DevOps Industry Updates #3

Hi everyone! Since the last issue, I’ve had my ear to the ground, listening to the latest news, forum posts and mailing lists for the hottest advancements in DevOps and software engineering. Then, I take that firehose of information, filter it just right and distill it into a single, easy-to-consume page that is my DevOps Industry Updates newsletter. Enjoy!

🔥 Top Cream

This issue’s top 4 stories:

  1. Optimizing a Multimillion-Dollar Cloud Bill
  2. Async Python is not faster
  3. Read-only Jenkins Configuration
  4. Why Skylake CPUs Are Sometimes 50% Slower

🌎 Society

📟 DevOps

  • Limiting the Blast Radius of Deployment Systems by Scott Alexander: a look at a mature process where the build and release process is separated into multiple steps to ensure that breaching any single account doesn’t result in an ability to escalate to multiple accounts.

  • Read-only Jenkins Configuration by Tim Jacomb: the ‘read-only’ Jenkins feature allows restricting configuration UIs and APIs while providing access to essential Jenkins system configuration, diagnostics, and self-monitoring tools through Web UI.

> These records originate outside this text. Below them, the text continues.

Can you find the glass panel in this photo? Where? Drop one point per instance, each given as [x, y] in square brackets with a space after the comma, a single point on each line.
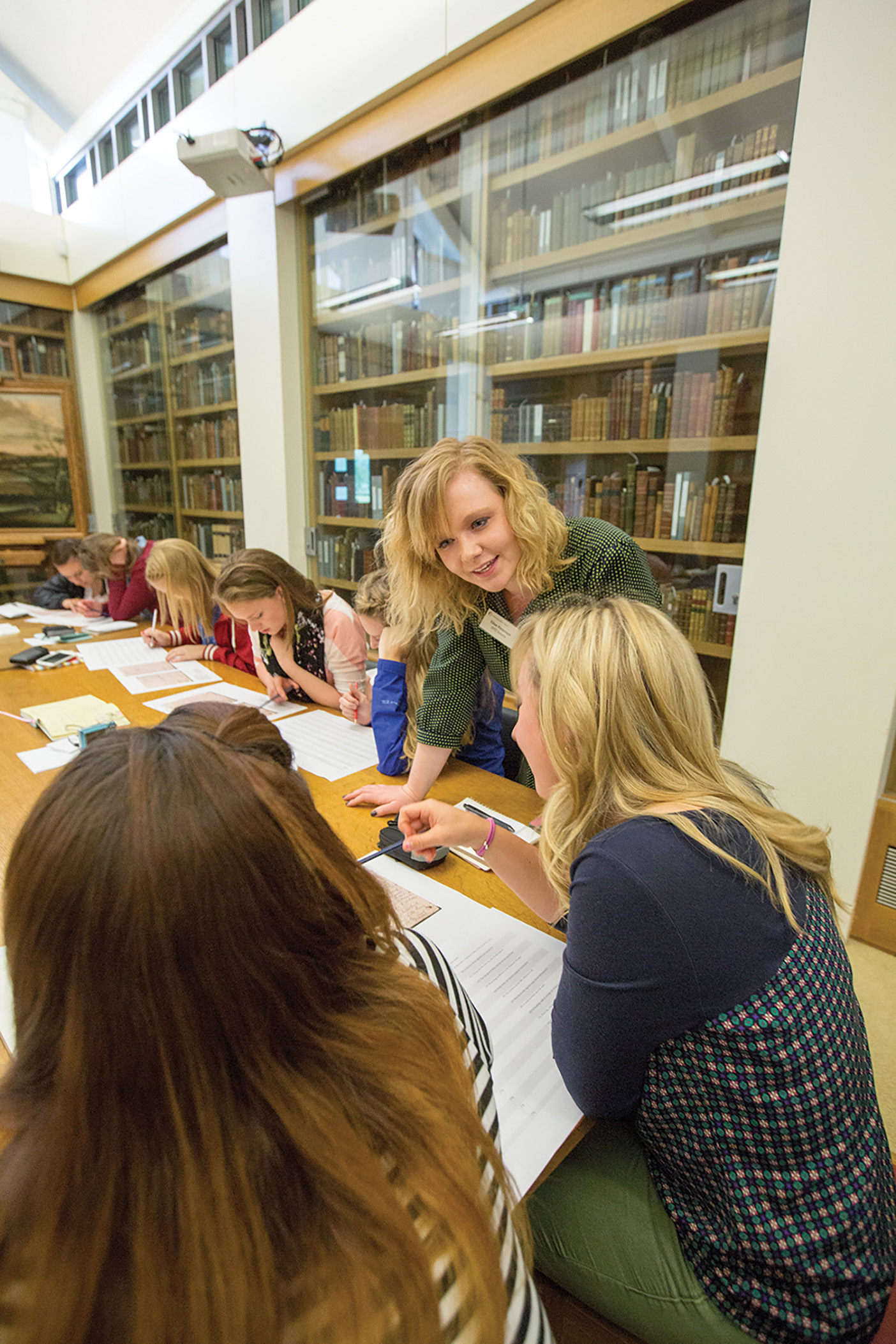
[77, 182]
[168, 358]
[221, 52]
[35, 489]
[128, 135]
[160, 105]
[585, 273]
[107, 156]
[188, 80]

  • Short term usability is not the same as long term usability by Jussi Pakkanen: I’ve heard this argument applied to user interfaces, but I also think it applies just as much to DevOps tooling and processes, too.

🛠️ DevOps Tools

  • Announcing the Terraform Visual Studio Code Extension v2.0.0 by Paul Tyng: as part of their ongoing initiative to provide beetteer syntax highlighting and code completion, HashiCorp is excited to announce the first HashiCorp release for the Visual Studio Code extension. There are two main features in this release: Terraform 0.12 syntax support and default usage of the HashiCorp Terraform Language Server.

  • flosell/trailscraper by Florian Sellmayr: a CLI tool to get valuable information out of AWS CloudTrail.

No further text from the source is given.